Strategic Decision Support for AI Agents

AI 智能体的战略决策支持

Abstract: Traditionally, decision support studies how humans use machine learning models to make better decisions. In modern agentic systems, this division of roles is increasingly reversed: AI agents act on behalf of users, while humans and tools become support mechanisms around them. This role reversal brings reliability concerns to the forefront, since agentic errors can be consequential and agent behavior must remain aligned with human goals and constraints.
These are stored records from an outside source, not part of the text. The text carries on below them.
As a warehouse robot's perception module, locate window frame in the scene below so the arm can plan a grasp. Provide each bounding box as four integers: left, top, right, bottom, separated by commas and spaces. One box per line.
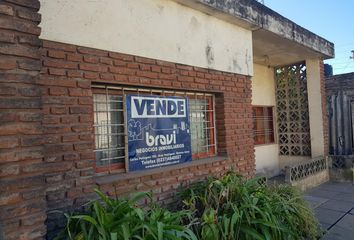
252, 105, 277, 146
91, 84, 217, 174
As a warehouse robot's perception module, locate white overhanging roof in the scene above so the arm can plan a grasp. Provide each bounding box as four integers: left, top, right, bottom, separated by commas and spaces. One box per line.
175, 0, 334, 66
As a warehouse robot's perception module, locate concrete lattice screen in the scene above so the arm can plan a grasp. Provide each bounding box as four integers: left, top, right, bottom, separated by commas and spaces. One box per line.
275, 62, 311, 156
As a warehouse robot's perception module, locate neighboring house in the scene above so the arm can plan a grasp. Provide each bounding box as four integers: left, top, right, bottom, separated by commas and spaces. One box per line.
0, 0, 334, 240
326, 73, 354, 156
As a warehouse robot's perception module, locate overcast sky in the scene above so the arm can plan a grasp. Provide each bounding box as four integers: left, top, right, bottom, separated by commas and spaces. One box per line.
264, 0, 354, 74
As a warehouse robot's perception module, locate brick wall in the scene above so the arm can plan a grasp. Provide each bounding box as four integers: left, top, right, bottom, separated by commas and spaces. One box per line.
38, 41, 255, 238
0, 0, 46, 240
320, 61, 329, 155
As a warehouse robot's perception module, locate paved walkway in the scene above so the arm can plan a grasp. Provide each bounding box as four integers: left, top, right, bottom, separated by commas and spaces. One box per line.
305, 182, 354, 240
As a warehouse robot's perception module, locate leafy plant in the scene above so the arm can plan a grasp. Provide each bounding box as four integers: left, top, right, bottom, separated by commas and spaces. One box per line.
57, 172, 320, 240
178, 172, 319, 240
57, 190, 196, 240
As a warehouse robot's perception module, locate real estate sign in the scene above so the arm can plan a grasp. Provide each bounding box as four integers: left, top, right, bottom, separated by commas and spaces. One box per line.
126, 94, 192, 171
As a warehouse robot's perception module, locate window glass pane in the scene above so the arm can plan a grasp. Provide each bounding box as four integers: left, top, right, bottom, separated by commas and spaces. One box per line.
94, 94, 125, 167
93, 89, 216, 171
189, 96, 215, 158
352, 102, 354, 148
253, 107, 274, 145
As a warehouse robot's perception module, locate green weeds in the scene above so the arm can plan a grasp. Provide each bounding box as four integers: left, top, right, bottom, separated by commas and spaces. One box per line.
57, 172, 320, 240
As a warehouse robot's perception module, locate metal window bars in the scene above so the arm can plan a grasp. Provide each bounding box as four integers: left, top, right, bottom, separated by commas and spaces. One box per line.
93, 85, 217, 173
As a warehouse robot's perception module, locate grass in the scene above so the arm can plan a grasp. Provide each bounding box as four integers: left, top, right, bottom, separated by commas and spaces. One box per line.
57, 172, 321, 240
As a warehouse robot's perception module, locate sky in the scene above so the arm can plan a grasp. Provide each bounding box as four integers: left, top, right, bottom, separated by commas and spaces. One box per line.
264, 0, 354, 74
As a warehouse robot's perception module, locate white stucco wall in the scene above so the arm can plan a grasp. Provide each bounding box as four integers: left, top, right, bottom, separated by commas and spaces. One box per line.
306, 59, 327, 158
252, 64, 279, 177
40, 0, 253, 75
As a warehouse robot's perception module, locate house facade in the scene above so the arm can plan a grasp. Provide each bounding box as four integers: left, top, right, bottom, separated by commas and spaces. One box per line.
0, 0, 334, 239
326, 73, 354, 156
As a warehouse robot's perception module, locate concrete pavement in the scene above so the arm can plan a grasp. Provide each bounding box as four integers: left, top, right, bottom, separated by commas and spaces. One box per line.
305, 182, 354, 240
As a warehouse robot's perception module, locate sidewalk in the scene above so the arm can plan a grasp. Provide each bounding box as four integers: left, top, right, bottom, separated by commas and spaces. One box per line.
305, 182, 354, 240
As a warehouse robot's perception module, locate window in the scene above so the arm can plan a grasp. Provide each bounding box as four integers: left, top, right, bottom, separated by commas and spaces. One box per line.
253, 106, 274, 145
351, 102, 354, 148
93, 86, 216, 172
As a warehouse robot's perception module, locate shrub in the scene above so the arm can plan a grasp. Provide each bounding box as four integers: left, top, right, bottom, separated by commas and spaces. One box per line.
57, 172, 320, 240
56, 190, 196, 240
178, 172, 320, 240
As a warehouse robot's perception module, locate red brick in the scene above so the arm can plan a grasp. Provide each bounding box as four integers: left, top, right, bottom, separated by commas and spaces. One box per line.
84, 72, 99, 79
0, 136, 19, 149
109, 52, 134, 62
137, 71, 158, 79
0, 163, 20, 177
43, 60, 77, 69
100, 57, 113, 65
48, 50, 65, 61
77, 47, 108, 57
77, 80, 91, 88
0, 4, 15, 16
48, 68, 66, 76
43, 41, 76, 52
50, 107, 67, 115
0, 59, 17, 70
70, 106, 92, 114
0, 193, 21, 206
79, 63, 107, 72
0, 84, 17, 96
135, 57, 156, 64
49, 87, 68, 96
18, 60, 42, 71
0, 31, 15, 43
84, 55, 99, 63
67, 53, 82, 62
67, 70, 83, 78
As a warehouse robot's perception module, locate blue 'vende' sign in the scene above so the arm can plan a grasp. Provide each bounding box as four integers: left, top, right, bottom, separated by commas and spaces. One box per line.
126, 95, 192, 171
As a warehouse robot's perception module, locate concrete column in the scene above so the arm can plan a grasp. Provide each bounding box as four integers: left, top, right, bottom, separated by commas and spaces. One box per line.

摘要： 传统上，决策支持研究的是人类如何利用机器学习模型来做出更好的决策。在现代智能体系统中，这种角色分工正日益发生逆转：AI 智能体代表用户行事，而人类和工具则成为围绕它们的支持机制。这种角色互换将可靠性问题推向了前台，因为智能体的错误可能产生严重后果，且智能体的行为必须始终与人类的目标和约束保持一致。

Departing from the classical view of decision support, we revisit its two basic principles, the cost—value tradeoff of seeking support and the role of uncertainty quantification, in a setting where AI agents are the central actors. We propose a framework for strategic decision support for AI agents through an optimization problem that minimizes support usage subject to controlling a counterfactual missed-support error: the probability that the agent acts alone on instances where support would have materially improved its output.

我们摒弃了传统的决策支持视角，在以 AI 智能体为核心角色的背景下，重新审视了其两个基本原则：寻求支持的成本-价值权衡，以及不确定性量化的作用。我们提出了一个针对 AI 智能体的战略决策支持框架，通过一个优化问题来最小化对支持的使用，同时控制一种反事实的“漏支持错误”（missed-support error），即：在原本获得支持能显著改善输出的情况下，智能体却独立行事的概率。

At the population level, we show that the optimal policy is a threshold rule on the value of support. Building on this structure, we develop an online algorithm that adaptively thresholds such a score and uses randomized exploration to control missed-support error without distributional assumptions. We further introduce a calibration-on-the-fly method that reduces unnecessary support calls online.

在总体层面，我们证明了最优策略是基于支持价值的阈值规则。基于这一结构，我们开发了一种在线算法，能够自适应地设定此类分数的阈值，并利用随机探索在无需分布假设的情况下控制“漏支持错误”。此外，我们还引入了一种即时校准（calibration-on-the-fly）方法，以减少在线过程中不必要的支持调用。

We instantiate this framework across diverse scenarios, including information gathering, human—AI collaboration, and tool use, showing how each can be modeled through the same strategic decision-support lens. Experiments across these settings show that our method reliably controls the target error while substantially reducing support usage in practice.

我们将该框架应用于多种场景，包括信息收集、人机协作和工具使用，展示了如何通过相同的战略决策支持视角对这些场景进行建模。在这些环境下的实验表明，我们的方法能够可靠地控制目标错误率，同时在实践中大幅降低了对支持的需求。